Oui, plusieurs centaines d'entre eux. Ils ont commis des actes de terrorisme quand notre pays avait une économie en faillite. Ils ont jeté de l'acide sur la figure de femmes qui ne portaient pas le chador. Nous avons libéré maintenant environ 600 prisonniers qui ont été condamné pour de tels crimes, y compris des meurtres, après avoir purgé leurs peines ou bénéficié de remise de peine. Nous n'en avons exécuté aucun. Ils sont maintenant absorbés dans une société moderne transformée où le voile n'est pas permis dans les administrations, où 20 % des postes municipaux et 2 ministres sont des femmes, où 70 % du pays appartient à la classe moyenne, 70 % possèdent leurs maisons, où toutes les régions sont traitées sur un pied d'égalité, pour une population qui est à 90 % musulmane.

Question :

Pourquoi alors la Tunisie est-elle la cible des médias français et d'al-Jazeera, la TV qatari la plus regardée dans le monde arabe ?

Réponse :

Ce n'est que les médias libéraux et pas tous les médias. De tels médias sont encore encroûtés dans le socialisme. Quelques journalistes français et des hommes politiques sont furieux pour la façon dont nous avons diversifié nos relations internationales et que nous ne soyons plus le sanctuaire privilégié pour les intérêts français. Quant à al-Jazeera, c'est un mystère. Il y a plusieurs fondamentalistes qui y travaillent et qui ne sont pas heureux pour la façon dont nous avons écrasé l'extrémisme fondamentaliste en Tunisie.

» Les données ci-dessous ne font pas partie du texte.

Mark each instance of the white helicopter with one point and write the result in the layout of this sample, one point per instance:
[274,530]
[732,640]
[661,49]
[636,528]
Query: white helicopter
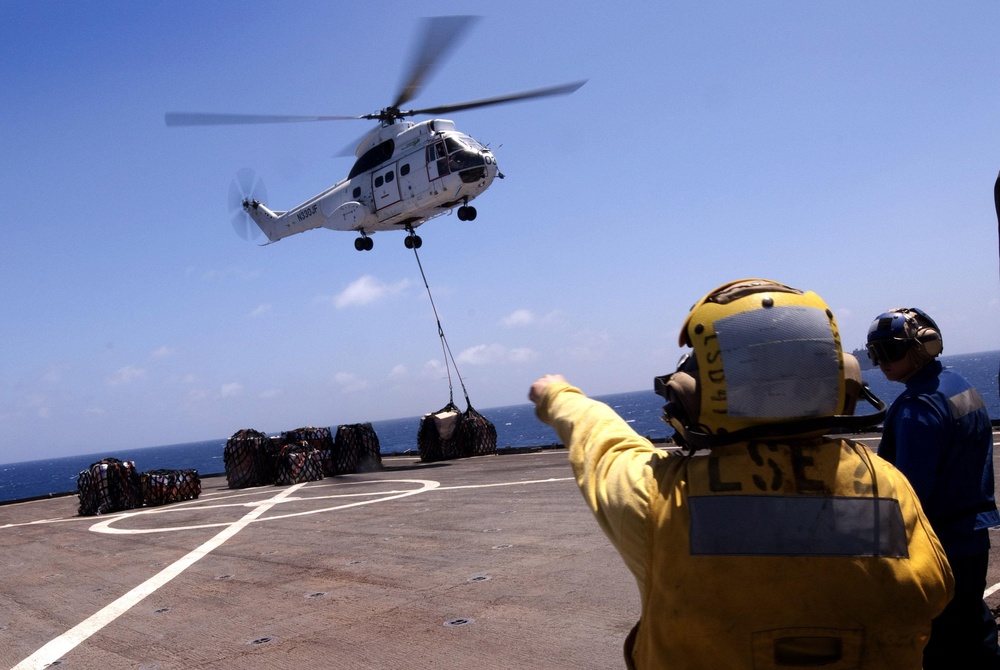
[406,173]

D'autres personnes disent qu'il s'agit d'une manipulation du Mossad. D'autres y voient la CIA essayant de faire évoluer les régimes féodaux du Golfe. Et encore d'autres qui disent que c'est le petit Qatar qui essaie de montrer sa force. Mais personne ne sait la vérité.

Question :

En octobre dernier vous avez été élu à un quatrième mandat avec 99,44 % de vote - pourcentage qui n'a pas été vu depuis l'époque de la guerre froide à l'Est. Est-ce là le signe d'une démocratie bien-portante ?

Réponse :

Personne n'a été gêné plus que moi par ce score. Après tout, l'on peut de nos jours gouverner à l'aise avec seulement 55 % de voix. L'opposition a consisté en 6 partis très faibles avec des chefs faibles qui n'ont pu convaincre le peuple qu'ils ont quelque chose de mieux à leur proposer. Nos électeurs ont reconnu que nous avons besoin d'un gouvernement fort soutenu par le seul parti que le pays ait connu depuis notre indépendance de la France en 1956. L'Italie, par exemple, peut s'offrir le luxe d'une multiplicité de partis et de changer de gouvernement tous les six mois. Nous sommes trop fragiles pour une telle démocratie.

Question :

Quelle action décisive pourrait débloquer l'impasse au Moyen-Orient ?

Réponse :

Nous avons applaudi à l'initiative d'un Camp David faite par le Président Clinton. (…) Les deux parties sont condamnées à vivre ensemble. (…) Les deux parties doivent voir plus loin et envisager leur avenir dans le contexte du progrès technologique sans cesse en mutation. Et ici les progrès fantastiques d'Israël peuvent jouer un rôle de locomotive pour la région.


NWM: ainsi va la vie, les pouvoirs se succedent, les hommes ne sont pas immortels !!!!